Times change, and so does what we think the phrase "struck at" means.
Hal Smith batted with two outs and two on and his team trailing by one run in the eighth inning of the seventh game of the 1960 World Series. On a 1-2 count, he started to swing but was ruled to have held up in time:
Haha, that is an enormous swing. The bat not only crossed home plate but very nearly crossed the third-base foul line. But, on the broadcast of that game, the crowd issues only a slight murmur of concern that Smith might be called out. Some fan or teammate or coach yelling from off-screen: “Good eye, Hal, good eye.” Pitcher: One step toward the dugout, only one-step hopeful that he might get the strikeout. The broadcaster: “He started to swing and held off. The count is 2-2.”
On the next pitch, Smith homered. That home run is, by championship win probability added, the biggest hit in Major League history.
That no-swing call is not some accident of history. It’s how things were back then. Here’s a checked swing by the Yankees’ Tony Kubek, earlier in the same game, that was called no-swing:
And here’s a pair of no-swings by Don Mincher, against Sandy Koufax, on back-to-back pitches in the 1965 World Series:
Of course, that was before home plate umps were appealing to the base umps. But here’s Johnny Bench, in the 1975 World Series, on a checked swing that was appealed and ruled no-swing by the first-base ump:
We have come a long way. Here’s one ruled a swing this month:
This is all to say that a swing can be whatever we want it to be, and what we’ve wanted it to be has changed in the past and could change again. There is no rule to defines when a swing becomes a swing in professional baseball. There is only this: "A STRIKE is a legal pitch when so called by the umpire, which: (a) Is struck at by the batter and is missed." Any guidelines you might think you know about bats crossing the plane of home plate or batters breaking their wrists are made up, unofficial at best. All the umpire is asked to consider is whether the batter struck at the ball, and to that we tend mostly to just lean on cultural expectations, which can change.

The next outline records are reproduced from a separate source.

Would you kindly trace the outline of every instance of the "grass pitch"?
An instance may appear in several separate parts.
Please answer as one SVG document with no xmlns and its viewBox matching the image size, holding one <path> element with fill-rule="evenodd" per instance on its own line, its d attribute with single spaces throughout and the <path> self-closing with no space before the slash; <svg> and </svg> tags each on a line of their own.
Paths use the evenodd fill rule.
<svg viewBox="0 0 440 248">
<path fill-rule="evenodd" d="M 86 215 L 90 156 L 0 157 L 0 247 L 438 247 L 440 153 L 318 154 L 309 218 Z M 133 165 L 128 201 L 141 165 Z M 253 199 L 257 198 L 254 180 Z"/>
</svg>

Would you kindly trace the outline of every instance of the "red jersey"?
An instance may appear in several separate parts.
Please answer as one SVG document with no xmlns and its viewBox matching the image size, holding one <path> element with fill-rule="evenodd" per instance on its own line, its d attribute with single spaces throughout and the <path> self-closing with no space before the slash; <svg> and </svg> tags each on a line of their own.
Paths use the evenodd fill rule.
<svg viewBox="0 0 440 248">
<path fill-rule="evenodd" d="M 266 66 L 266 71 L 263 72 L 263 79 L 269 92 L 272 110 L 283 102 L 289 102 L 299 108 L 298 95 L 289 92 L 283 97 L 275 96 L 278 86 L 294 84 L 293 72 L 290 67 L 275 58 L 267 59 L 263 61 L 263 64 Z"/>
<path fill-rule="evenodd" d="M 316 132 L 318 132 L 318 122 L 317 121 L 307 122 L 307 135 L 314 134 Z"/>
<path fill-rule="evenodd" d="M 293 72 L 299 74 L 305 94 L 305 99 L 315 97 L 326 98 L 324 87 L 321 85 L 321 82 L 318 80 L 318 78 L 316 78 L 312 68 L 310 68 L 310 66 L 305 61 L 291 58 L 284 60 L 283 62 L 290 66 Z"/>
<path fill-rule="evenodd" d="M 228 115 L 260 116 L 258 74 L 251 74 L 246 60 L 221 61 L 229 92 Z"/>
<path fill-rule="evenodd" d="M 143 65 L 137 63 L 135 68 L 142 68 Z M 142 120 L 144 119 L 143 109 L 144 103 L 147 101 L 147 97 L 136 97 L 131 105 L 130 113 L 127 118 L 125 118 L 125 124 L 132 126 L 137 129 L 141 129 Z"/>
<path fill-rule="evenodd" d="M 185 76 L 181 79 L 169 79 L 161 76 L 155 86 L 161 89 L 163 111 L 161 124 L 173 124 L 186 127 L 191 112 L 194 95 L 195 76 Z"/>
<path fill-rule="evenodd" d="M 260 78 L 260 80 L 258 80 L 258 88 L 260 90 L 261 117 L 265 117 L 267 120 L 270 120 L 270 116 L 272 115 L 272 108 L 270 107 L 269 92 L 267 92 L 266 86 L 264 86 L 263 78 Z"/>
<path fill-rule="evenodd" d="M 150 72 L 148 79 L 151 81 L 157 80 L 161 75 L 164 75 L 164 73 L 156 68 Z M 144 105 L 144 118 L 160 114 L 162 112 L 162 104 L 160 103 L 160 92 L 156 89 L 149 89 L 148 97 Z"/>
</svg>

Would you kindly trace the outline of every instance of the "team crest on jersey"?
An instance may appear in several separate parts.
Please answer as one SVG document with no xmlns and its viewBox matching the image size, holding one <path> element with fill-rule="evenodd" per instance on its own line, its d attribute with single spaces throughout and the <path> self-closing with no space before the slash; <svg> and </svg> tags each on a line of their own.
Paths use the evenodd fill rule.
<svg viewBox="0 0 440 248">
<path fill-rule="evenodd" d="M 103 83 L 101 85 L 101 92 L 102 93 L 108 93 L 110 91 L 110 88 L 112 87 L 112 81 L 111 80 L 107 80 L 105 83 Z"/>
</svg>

But there is a commonsense understanding of the phrase “struck at” that could lead you to conclude that nobody who checks a swing before the pitch arrives has actually struck at it. This is what Bobby Valentine believes, among other people:
“It’s the most argued call in baseball,” Valentine said. “A strike should be when you make a full swing and everything else is a ball. It will add offense to the game, which we need, anyway.”
So, if Major League Baseball decided that all checked swings should be balls, then what would happen?
How Would It Affect Offense?
I watched every swinging strike from one day’s play—about 500 swinging strikes—and found 30 that I would call checked swings. About half of those were close enough, under the current standards, that the home plate umpire asked for the base umpire to make the call. The other half were clear enough by current standards that the home ump called them strikes all by himself, without an appeal.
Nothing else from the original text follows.